Broadcasting on random recursive trees

TL;DR

This paper investigates the limits of reconstructing the root's bit value in random recursive trees and preferential attachment trees, analyzing error probabilities and simple reconstruction methods like majority vote and centroid-based rules.

Contribution

It characterizes the conditions under which accurate reconstruction is possible in random recursive and preferential attachment trees, introducing bounds on error probabilities and analyzing simple algorithms.

Findings

Reconstruction is feasible when q is below a certain threshold.

Error probability can be bounded by a constant times q.

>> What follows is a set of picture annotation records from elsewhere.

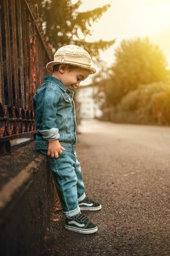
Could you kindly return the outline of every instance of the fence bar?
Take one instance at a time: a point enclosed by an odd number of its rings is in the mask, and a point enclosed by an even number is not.
[[[47,74],[46,65],[52,59],[42,36],[41,20],[34,1],[1,1],[0,155],[11,152],[10,140],[36,132],[32,98]]]
[[[24,101],[25,104],[23,104],[23,109],[28,109],[28,99],[29,99],[29,77],[28,75],[28,48],[27,41],[27,25],[26,17],[26,5],[23,4],[21,2],[21,9],[22,10],[22,22],[23,27],[23,40],[24,43],[24,76],[25,81],[25,95]],[[27,97],[26,97],[27,95]]]
[[[23,46],[20,0],[17,0],[17,3],[18,13],[18,36],[19,38],[19,58],[20,62],[20,79],[21,81],[21,108],[24,108],[25,107],[25,89],[24,87]],[[26,95],[26,97],[27,97],[27,95]]]
[[[15,0],[11,0],[11,20],[12,32],[13,48],[13,59],[14,62],[14,75],[15,93],[16,106],[19,108],[19,88],[18,76],[18,56],[17,45],[17,32],[16,30],[16,18],[15,16]]]
[[[7,69],[7,79],[8,81],[8,104],[11,105],[11,106],[13,106],[13,96],[11,71],[11,55],[10,37],[8,6],[8,0],[3,0],[3,9],[5,29],[6,68]]]
[[[0,9],[0,102],[3,106],[5,105],[4,85],[3,82],[3,59],[2,58],[2,44],[1,26],[1,8]]]

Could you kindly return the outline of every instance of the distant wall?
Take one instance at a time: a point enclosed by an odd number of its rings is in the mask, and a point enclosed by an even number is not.
[[[23,155],[28,147],[30,150],[30,145],[22,148]],[[13,156],[11,160],[18,157],[17,150]],[[3,256],[39,255],[54,189],[46,156],[37,152],[34,156],[0,191],[0,254]]]

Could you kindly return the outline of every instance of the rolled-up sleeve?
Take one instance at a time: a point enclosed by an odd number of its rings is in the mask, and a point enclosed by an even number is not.
[[[42,89],[37,100],[36,108],[40,126],[38,131],[43,138],[54,140],[60,138],[58,129],[56,127],[57,104],[60,95],[56,90],[50,87]]]

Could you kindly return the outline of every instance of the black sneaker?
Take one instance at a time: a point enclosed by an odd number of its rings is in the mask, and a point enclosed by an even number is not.
[[[82,234],[91,234],[97,231],[96,225],[81,212],[70,218],[67,218],[65,226],[66,229]]]
[[[87,197],[83,201],[79,202],[78,205],[81,210],[86,211],[98,211],[102,208],[100,203],[96,203]]]

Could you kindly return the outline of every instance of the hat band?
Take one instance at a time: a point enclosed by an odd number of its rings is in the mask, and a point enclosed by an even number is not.
[[[84,65],[86,66],[91,67],[90,64],[87,64],[87,63],[83,63],[82,62],[78,62],[78,61],[73,61],[72,60],[67,60],[66,59],[62,59],[61,60],[56,60],[55,59],[55,58],[54,58],[54,61],[58,61],[59,62],[64,62],[64,61],[67,61],[67,62],[71,62],[72,63],[76,63],[77,64],[80,64],[80,65]]]

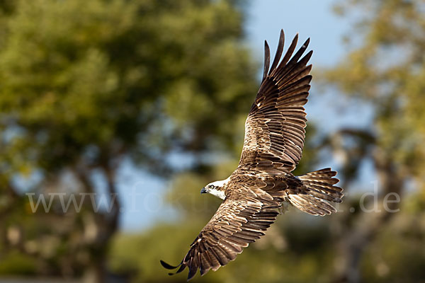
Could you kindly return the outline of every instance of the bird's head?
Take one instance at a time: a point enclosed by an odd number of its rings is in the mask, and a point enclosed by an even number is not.
[[[224,200],[226,198],[226,195],[225,195],[225,189],[227,182],[229,182],[229,179],[230,178],[228,178],[226,180],[222,180],[221,181],[210,183],[200,190],[200,193],[211,194],[220,197],[222,200]]]

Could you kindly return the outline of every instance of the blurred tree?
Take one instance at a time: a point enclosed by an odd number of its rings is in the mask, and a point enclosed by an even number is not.
[[[390,224],[389,220],[396,215],[390,212],[400,207],[395,196],[402,195],[413,181],[422,190],[416,191],[417,200],[425,202],[425,6],[419,0],[355,0],[341,2],[336,11],[344,16],[355,15],[355,30],[346,38],[355,47],[328,70],[325,83],[374,109],[369,129],[344,129],[329,139],[346,161],[344,187],[366,158],[372,160],[378,178],[381,212],[346,214],[341,224],[339,275],[334,281],[360,282],[366,280],[361,272],[363,253]],[[399,260],[397,268],[409,273],[414,265]],[[398,282],[393,275],[387,272],[380,276],[383,282]]]
[[[0,7],[0,248],[40,260],[26,265],[35,272],[74,276],[84,268],[103,282],[123,160],[165,174],[171,151],[234,150],[256,71],[242,42],[239,3],[22,0]],[[98,213],[85,198],[80,213],[72,206],[64,213],[56,200],[50,214],[33,214],[23,196],[99,187],[111,206]]]

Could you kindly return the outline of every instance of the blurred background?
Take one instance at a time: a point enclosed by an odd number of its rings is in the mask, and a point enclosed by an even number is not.
[[[186,282],[272,54],[311,37],[301,175],[339,212],[290,208],[193,282],[425,282],[425,2],[0,1],[0,282]]]

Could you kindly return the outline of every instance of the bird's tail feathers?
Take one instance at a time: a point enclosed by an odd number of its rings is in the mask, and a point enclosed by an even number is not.
[[[339,182],[336,172],[329,168],[298,176],[305,187],[305,194],[288,195],[288,199],[299,209],[312,215],[324,216],[336,212],[328,202],[341,202],[342,189],[334,185]]]

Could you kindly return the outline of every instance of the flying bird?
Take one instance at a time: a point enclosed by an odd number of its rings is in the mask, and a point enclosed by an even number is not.
[[[210,183],[201,193],[223,200],[181,262],[166,269],[188,267],[188,281],[200,270],[203,275],[236,258],[250,243],[264,235],[289,202],[312,215],[336,212],[328,202],[341,202],[342,189],[335,185],[336,172],[324,168],[295,176],[301,158],[312,51],[304,57],[310,38],[295,53],[298,35],[282,58],[285,35],[280,37],[269,69],[270,49],[264,44],[264,70],[260,89],[245,122],[244,147],[238,167],[225,180]],[[172,275],[173,273],[170,273]]]

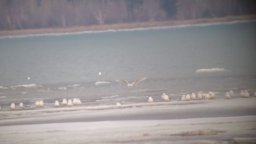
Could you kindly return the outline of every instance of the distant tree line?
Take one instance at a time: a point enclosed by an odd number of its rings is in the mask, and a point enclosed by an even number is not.
[[[183,20],[256,13],[254,0],[0,0],[0,30]]]

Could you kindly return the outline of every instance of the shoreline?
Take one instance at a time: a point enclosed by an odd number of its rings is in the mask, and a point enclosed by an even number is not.
[[[230,22],[236,20],[256,20],[256,15],[238,16],[228,16],[222,18],[199,18],[184,20],[168,21],[150,21],[130,23],[122,23],[111,25],[99,25],[91,26],[81,26],[65,28],[42,28],[13,30],[0,31],[0,36],[20,36],[28,34],[37,34],[50,33],[76,32],[89,31],[107,30],[136,28],[147,28],[156,26],[171,26],[184,24],[196,24],[214,22]]]

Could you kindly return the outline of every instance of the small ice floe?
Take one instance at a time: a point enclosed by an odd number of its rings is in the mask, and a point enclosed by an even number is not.
[[[106,74],[106,72],[99,72],[98,73],[98,74],[99,74],[99,75],[100,76],[101,76],[101,75],[103,75],[104,74]]]
[[[56,107],[60,106],[60,104],[58,100],[56,100],[55,101],[55,103],[54,103],[54,106]]]
[[[150,96],[148,97],[148,102],[154,102],[154,99],[152,98],[152,97]]]
[[[248,92],[247,90],[244,90],[244,98],[249,98],[251,97],[250,96],[250,94]]]
[[[12,103],[10,106],[10,110],[16,110],[16,106],[14,103]]]
[[[191,100],[191,97],[190,96],[190,94],[188,94],[186,96],[186,101]]]
[[[0,98],[6,98],[6,96],[0,96]]]
[[[73,104],[72,103],[72,100],[70,99],[68,100],[68,106],[73,106]]]
[[[112,84],[110,82],[95,82],[95,85],[96,86],[100,85],[104,85],[104,84]]]
[[[211,100],[213,100],[215,98],[215,94],[212,92],[209,92],[208,93],[210,95]]]
[[[36,102],[35,103],[35,106],[36,106],[37,107],[40,107],[39,106],[40,103],[40,101],[39,100],[36,100]]]
[[[205,94],[205,95],[204,95]],[[211,99],[211,96],[210,95],[209,93],[208,94],[204,94],[204,99],[205,100],[210,100]]]
[[[196,98],[196,94],[195,94],[194,93],[192,93],[192,94],[191,94],[191,99],[192,99],[192,100],[196,100],[197,99],[197,98]]]
[[[143,80],[146,80],[146,78],[138,78],[137,80],[135,80],[134,81],[134,82],[133,82],[133,83],[132,84],[130,84],[129,83],[129,82],[127,82],[126,80],[116,80],[116,82],[122,82],[122,83],[123,83],[127,84],[128,84],[127,86],[135,86],[137,85],[137,84],[139,82],[143,81]]]
[[[40,100],[39,102],[39,107],[43,107],[44,106],[44,103],[42,100]]]
[[[227,92],[226,93],[226,99],[230,99],[231,98],[231,95],[230,93],[229,92]]]
[[[68,101],[66,98],[63,98],[63,100],[62,100],[62,105],[63,106],[66,106],[68,105]]]
[[[180,98],[180,101],[186,101],[186,96],[184,95],[183,95]]]
[[[81,100],[79,98],[76,98],[76,105],[79,105],[82,104],[82,102],[81,102]]]
[[[59,90],[67,90],[67,88],[66,87],[60,87],[58,88]]]
[[[2,86],[0,86],[0,89],[8,89],[8,88]]]
[[[224,68],[213,68],[210,69],[202,69],[196,70],[196,73],[212,72],[230,72],[230,70],[225,70]]]
[[[76,87],[76,86],[77,86],[79,85],[80,85],[80,84],[75,84],[74,85],[68,85],[68,87]]]
[[[171,100],[169,98],[169,96],[168,95],[166,95],[164,97],[164,102],[169,102]]]
[[[199,100],[201,100],[203,99],[203,95],[204,94],[203,94],[203,92],[198,92],[198,94],[197,94],[197,99]]]
[[[28,108],[29,107],[29,106],[28,106],[26,105],[23,104],[23,103],[22,103],[22,102],[20,102],[19,106],[20,106],[20,108],[22,109],[24,109],[26,108]]]

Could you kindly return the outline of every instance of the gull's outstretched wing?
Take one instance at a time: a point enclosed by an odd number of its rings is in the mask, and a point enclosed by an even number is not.
[[[122,83],[125,83],[127,84],[129,84],[129,82],[128,82],[127,81],[125,80],[116,80],[116,81],[117,82],[122,82]]]
[[[146,78],[138,78],[137,80],[135,80],[135,81],[132,84],[132,85],[133,86],[136,86],[137,84],[138,84],[138,83],[140,82],[143,81],[143,80],[146,80]]]

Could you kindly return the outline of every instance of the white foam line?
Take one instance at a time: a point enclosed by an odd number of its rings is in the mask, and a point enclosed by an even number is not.
[[[155,26],[149,28],[139,28],[131,29],[109,29],[108,30],[89,30],[84,31],[82,32],[61,32],[56,33],[44,33],[40,34],[24,34],[21,35],[16,36],[0,36],[0,39],[8,38],[24,38],[26,37],[35,37],[35,36],[60,36],[63,35],[68,35],[72,34],[97,34],[103,32],[127,32],[127,31],[133,31],[138,30],[160,30],[169,28],[182,28],[185,27],[189,27],[192,26],[205,26],[212,25],[219,25],[222,24],[232,24],[241,22],[255,22],[256,20],[235,20],[229,22],[217,22],[210,23],[203,23],[199,24],[182,24],[180,25],[174,26]]]

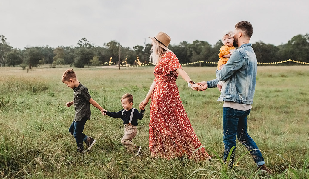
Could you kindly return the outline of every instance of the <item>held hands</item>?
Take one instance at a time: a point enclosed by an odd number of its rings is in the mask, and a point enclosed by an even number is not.
[[[141,105],[140,104],[140,105]],[[139,109],[140,109],[140,110],[144,110],[145,109],[145,106],[143,106],[142,107],[142,106],[141,106],[141,107],[139,107]]]
[[[106,113],[107,112],[107,111],[104,109],[101,110],[101,113],[102,113],[102,115],[104,116],[106,116],[107,115],[107,114]]]
[[[70,107],[73,104],[72,104],[70,102],[67,102],[66,103],[66,106],[68,107]]]
[[[219,91],[221,91],[221,89],[222,88],[222,86],[218,84],[217,84],[217,87],[218,87]]]
[[[145,109],[145,106],[148,104],[149,101],[147,100],[146,99],[144,99],[141,102],[138,107],[139,107],[140,109],[144,110]]]
[[[194,90],[198,91],[204,90],[204,89],[203,88],[203,86],[196,84],[193,84],[191,85],[191,88]]]
[[[201,82],[198,82],[196,83],[197,85],[199,85],[200,86],[203,88],[203,89],[204,91],[206,89],[207,89],[207,88],[208,87],[208,85],[207,85],[207,82],[206,81],[201,81]]]

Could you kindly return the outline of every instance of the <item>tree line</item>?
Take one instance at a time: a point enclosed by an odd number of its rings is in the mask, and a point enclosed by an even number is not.
[[[214,45],[205,41],[196,40],[192,44],[183,41],[178,44],[170,44],[170,50],[177,56],[181,63],[199,61],[217,62],[218,54],[222,45],[221,40]],[[287,43],[277,46],[266,44],[260,41],[253,44],[258,62],[272,62],[291,59],[309,62],[309,34],[298,35]],[[51,68],[70,65],[76,68],[85,66],[100,66],[110,61],[117,63],[120,51],[120,63],[137,64],[138,59],[142,64],[149,63],[150,44],[145,46],[137,45],[131,49],[121,45],[115,40],[96,46],[85,38],[78,41],[76,46],[59,46],[54,48],[48,46],[21,49],[10,45],[6,38],[0,35],[0,66],[20,65],[23,69],[44,64]],[[203,64],[202,64],[203,65]],[[209,65],[216,65],[215,64]]]

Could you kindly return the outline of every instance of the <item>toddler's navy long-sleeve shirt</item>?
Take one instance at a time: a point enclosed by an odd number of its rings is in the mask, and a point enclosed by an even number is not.
[[[133,108],[130,110],[125,110],[123,113],[123,115],[122,115],[122,110],[120,110],[117,112],[111,112],[107,111],[106,114],[110,117],[120,118],[123,121],[124,124],[127,124],[129,123],[129,121],[130,121],[130,117],[131,116],[131,112]],[[131,122],[131,124],[133,126],[137,126],[138,125],[137,120],[141,119],[143,119],[144,117],[144,113],[145,112],[145,110],[141,110],[141,112],[139,112],[138,110],[135,109],[133,113],[133,116],[132,118],[132,121]]]

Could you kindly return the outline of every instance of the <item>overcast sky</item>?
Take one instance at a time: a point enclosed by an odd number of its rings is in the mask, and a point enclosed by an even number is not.
[[[0,35],[15,48],[96,46],[115,40],[133,48],[159,31],[171,44],[214,44],[239,21],[253,27],[250,42],[278,45],[309,33],[309,1],[0,0]]]

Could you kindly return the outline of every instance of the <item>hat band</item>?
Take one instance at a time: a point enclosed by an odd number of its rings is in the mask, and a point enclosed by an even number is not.
[[[161,45],[163,45],[163,46],[164,46],[164,47],[166,47],[167,48],[167,46],[166,46],[166,45],[164,45],[164,44],[163,44],[163,43],[162,43],[162,42],[160,42],[160,41],[159,41],[159,40],[158,40],[158,39],[157,39],[157,38],[155,38],[155,37],[154,37],[154,39],[155,39],[156,40],[157,40],[157,41],[158,41],[158,42],[159,42],[159,43],[160,43],[160,44],[161,44]]]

Simple rules like majority vote and centroid perform effectively.

Abstract

We study the broadcasting problem when the underlying tree is a random recursive tree. The root of the tree has a random bit value assigned. Every other vertex has the same bit value as its parent with probability $1-q$ and the opposite value with probability $q$, where $q \in [0,1]$. The broadcasting problem consists in estimating the value of the root bit upon observing the unlabeled tree, together with the bit value associated with every vertex. In a more difficult version of the problem, the unlabeled tree is observed but only the bit values of the leaves are observed. When the underlying tree is a uniform random recursive tree, in both variants of the problem we characterize the values of $q$ for which the optimal reconstruction method has a probability of error bounded away from $1/2$. We also show that the probability of error is bounded by a constant times $q$. Two simple reconstruction rules are analyzed in detail. One of them is the simple majority vote, the other is the bit value of the centroid of the tree. Most results are extended to linear preferential attachment trees as well.